If the early Chinese people had any chivalry, it was manifested not toward women and children, but toward old people. That feeling of chivalry found clear expression in Mencius in some such saying as, 'The people with gray hair should not be seen carrying burdens on the street,' which was expressed as the final goal of good government.




-- Lin Yutang

What is patriotism but the love of the food one ate as a child?


-- Lin Yutang

...instead of holding on to the Biblical view that we are made in the image of God, we come to realize that we are made in the image of the monkey...


-- Lin Yutang

How many of us are able to distinguish between the odors of noon and midnight, or of winter and summer, or of a windy spell and a still one? If man is so generally less happy in the cities than in the country, it is because all these variations and nuances of sight and smell and sound are less clearly marked and lost in the general monotony of gray walls and cement pavements.




-- Lin Yutang

The three great American vices seem to be efficiency, punctuality, and the desire for achievement and success. They are the things that make the Americans so unhappy and so nervous.


-- Lin Yutang

One can learn such a lot and enjoy such a lot in seventy years, and three generations is a long, long time to see human follies and acquire human wisdom.
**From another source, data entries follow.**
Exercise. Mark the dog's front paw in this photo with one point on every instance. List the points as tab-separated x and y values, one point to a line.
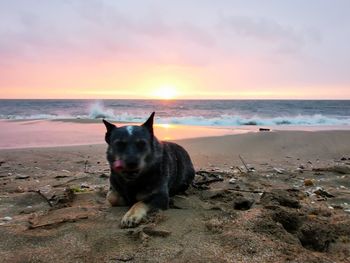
135	215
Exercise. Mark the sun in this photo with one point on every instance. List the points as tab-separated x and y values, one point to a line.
165	92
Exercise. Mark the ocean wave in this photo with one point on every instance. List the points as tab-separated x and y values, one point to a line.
98	111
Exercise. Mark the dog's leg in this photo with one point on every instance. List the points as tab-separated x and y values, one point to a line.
135	214
115	199
139	210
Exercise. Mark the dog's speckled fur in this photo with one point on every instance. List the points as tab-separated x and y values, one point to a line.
153	171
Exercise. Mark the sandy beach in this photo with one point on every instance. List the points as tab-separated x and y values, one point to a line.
281	196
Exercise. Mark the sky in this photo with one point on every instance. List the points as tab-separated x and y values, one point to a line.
184	49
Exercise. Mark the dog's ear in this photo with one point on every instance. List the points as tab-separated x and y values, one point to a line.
149	123
110	127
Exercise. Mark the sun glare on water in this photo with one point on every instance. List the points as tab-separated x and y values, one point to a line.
166	92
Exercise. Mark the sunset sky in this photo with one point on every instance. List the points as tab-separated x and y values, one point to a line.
175	49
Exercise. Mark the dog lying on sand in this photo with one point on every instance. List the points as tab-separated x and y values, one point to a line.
145	172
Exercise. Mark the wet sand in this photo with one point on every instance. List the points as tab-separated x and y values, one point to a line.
258	197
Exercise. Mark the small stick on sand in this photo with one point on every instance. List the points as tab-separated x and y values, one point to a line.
247	191
42	195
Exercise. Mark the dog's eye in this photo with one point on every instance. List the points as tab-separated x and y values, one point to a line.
141	145
120	144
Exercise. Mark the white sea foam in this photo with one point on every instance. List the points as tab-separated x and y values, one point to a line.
195	113
97	111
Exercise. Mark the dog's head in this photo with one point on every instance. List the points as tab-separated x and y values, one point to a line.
130	148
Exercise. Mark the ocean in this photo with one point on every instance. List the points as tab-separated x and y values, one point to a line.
216	113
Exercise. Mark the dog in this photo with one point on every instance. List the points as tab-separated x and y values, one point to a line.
145	172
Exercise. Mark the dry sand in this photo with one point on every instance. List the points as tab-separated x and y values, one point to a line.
292	206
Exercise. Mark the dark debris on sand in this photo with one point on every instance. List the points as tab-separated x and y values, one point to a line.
229	215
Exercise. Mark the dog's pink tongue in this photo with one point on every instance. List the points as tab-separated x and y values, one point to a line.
118	165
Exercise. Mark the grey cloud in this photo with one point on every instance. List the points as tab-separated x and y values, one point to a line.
283	38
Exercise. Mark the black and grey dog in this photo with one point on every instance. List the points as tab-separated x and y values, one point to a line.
144	171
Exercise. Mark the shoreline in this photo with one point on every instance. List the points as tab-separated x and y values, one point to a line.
20	134
300	168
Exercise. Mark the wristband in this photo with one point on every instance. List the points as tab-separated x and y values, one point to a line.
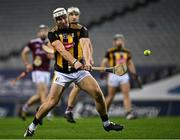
74	61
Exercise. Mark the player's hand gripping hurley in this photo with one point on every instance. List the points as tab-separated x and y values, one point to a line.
119	69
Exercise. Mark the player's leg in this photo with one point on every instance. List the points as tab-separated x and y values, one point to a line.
42	91
110	96
24	109
89	85
50	102
71	101
125	88
113	83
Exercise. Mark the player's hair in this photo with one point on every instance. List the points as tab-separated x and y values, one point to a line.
119	36
42	26
73	9
59	12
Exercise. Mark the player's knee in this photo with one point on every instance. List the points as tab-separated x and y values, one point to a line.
98	96
52	102
109	96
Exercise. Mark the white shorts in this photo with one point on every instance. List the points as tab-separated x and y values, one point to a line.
116	80
41	77
65	79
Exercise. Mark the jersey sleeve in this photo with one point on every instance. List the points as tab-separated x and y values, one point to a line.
29	45
84	33
129	56
107	55
52	37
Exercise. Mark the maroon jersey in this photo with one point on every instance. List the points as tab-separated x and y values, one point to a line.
40	60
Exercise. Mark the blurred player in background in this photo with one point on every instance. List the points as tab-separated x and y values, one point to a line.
114	56
73	17
72	63
40	68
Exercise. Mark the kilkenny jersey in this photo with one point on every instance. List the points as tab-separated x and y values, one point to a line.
70	39
117	56
40	60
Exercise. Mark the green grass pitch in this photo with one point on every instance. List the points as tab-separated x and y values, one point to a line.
91	128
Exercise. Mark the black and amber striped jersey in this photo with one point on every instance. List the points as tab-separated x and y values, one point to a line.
117	56
70	38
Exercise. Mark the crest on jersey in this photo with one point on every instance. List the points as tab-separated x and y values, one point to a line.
67	40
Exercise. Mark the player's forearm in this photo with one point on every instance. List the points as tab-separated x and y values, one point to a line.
104	62
66	55
131	67
86	50
25	59
91	48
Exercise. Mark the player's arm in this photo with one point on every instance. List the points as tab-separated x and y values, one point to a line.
132	71
25	58
49	55
55	42
84	42
131	67
91	51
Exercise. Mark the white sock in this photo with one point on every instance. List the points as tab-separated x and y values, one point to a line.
25	108
32	127
67	111
49	114
106	123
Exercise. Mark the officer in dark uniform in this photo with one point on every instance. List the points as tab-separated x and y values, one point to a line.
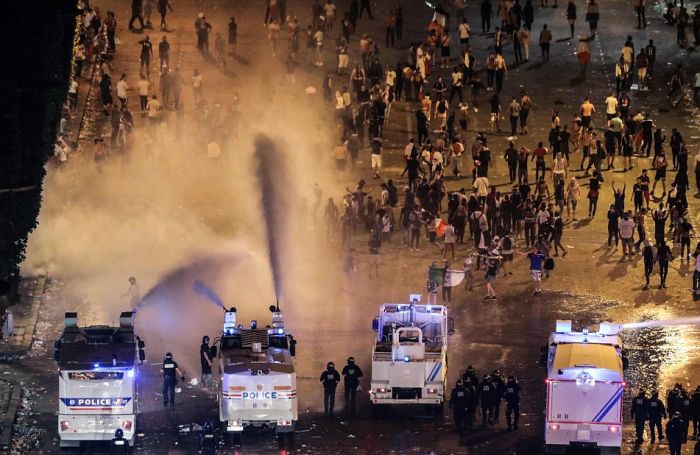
695	410
458	404
512	396
471	399
207	442
673	399
686	410
486	391
674	434
471	374
170	372
499	388
351	374
657	412
119	445
639	414
330	379
205	360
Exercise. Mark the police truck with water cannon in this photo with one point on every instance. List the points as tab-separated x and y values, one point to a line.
97	381
585	385
258	383
409	356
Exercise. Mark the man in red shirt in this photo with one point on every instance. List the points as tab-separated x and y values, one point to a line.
538	155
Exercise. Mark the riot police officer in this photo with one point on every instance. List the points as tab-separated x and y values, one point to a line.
674	433
657	412
498	389
205	359
512	396
330	379
207	442
486	392
471	374
170	371
351	374
673	399
695	410
471	398
119	445
686	410
639	414
458	404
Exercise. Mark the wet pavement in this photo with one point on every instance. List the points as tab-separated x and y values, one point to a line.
589	286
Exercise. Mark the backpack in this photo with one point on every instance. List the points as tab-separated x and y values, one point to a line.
507	243
549	264
393	196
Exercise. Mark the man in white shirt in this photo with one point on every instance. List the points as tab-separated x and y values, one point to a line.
329	10
122	87
449	242
143	85
626	226
610	106
390	76
456	87
464	32
153	107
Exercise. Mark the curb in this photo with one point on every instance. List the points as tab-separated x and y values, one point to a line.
37	299
7	420
21	342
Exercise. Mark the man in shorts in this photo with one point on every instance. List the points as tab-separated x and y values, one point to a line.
536	263
376	146
644	182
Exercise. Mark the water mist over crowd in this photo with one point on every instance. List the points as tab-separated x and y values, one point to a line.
275	204
662	323
246	224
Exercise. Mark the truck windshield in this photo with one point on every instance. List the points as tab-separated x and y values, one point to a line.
95	375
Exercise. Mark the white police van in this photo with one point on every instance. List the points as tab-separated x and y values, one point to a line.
585	385
97	388
258	382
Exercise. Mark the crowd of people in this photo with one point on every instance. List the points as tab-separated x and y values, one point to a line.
471	395
440	79
682	408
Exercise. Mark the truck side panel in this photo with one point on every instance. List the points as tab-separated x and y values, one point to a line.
584	413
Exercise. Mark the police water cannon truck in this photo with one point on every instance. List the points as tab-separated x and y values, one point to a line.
97	387
585	385
409	356
258	383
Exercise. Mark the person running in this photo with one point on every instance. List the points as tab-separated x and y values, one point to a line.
572	195
536	263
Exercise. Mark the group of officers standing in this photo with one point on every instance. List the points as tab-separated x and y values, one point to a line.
681	407
470	395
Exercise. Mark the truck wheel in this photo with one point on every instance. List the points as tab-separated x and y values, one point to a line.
286	441
236	439
379	411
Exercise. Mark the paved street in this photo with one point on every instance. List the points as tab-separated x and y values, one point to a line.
167	215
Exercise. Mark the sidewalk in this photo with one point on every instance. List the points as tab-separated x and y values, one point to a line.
25	314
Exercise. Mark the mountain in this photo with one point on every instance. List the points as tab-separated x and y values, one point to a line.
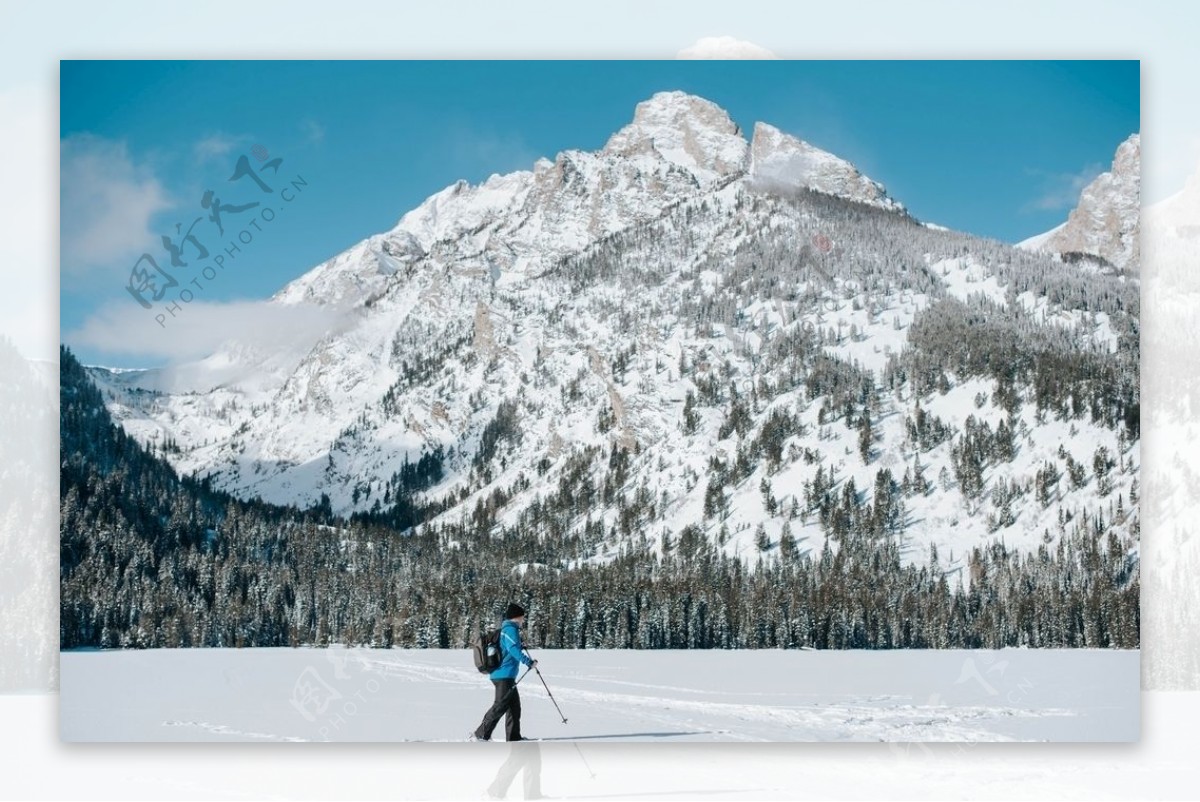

Anyone who is wise and has lived long enough to witness the changes of fashion and morals and politics through the rise and fall of three generations should be perfectly satisfied to rise from his seat and go away saying, 'It was a good show,' when the curtain falls.




-- Lin Yutang

A reasonable naturalist then settles down to this life with a sort of animal satisfaction. As Chinese illiterate women put it, 'Others gave birth to us and we give birth to others. What else are we to do?'....Life becomes a biological procession and the very question of immortality is sidetracked. For that is the exact feeling of a Chinese grandfather holding his grandchild by the hand and going to the shops to buy some candy, with the thought that in five or ten years he will be returning to his grave or to his ancestors. The best that we can hope for in this life is that we shall not have sons and grandsons of whom we need to be ashamed.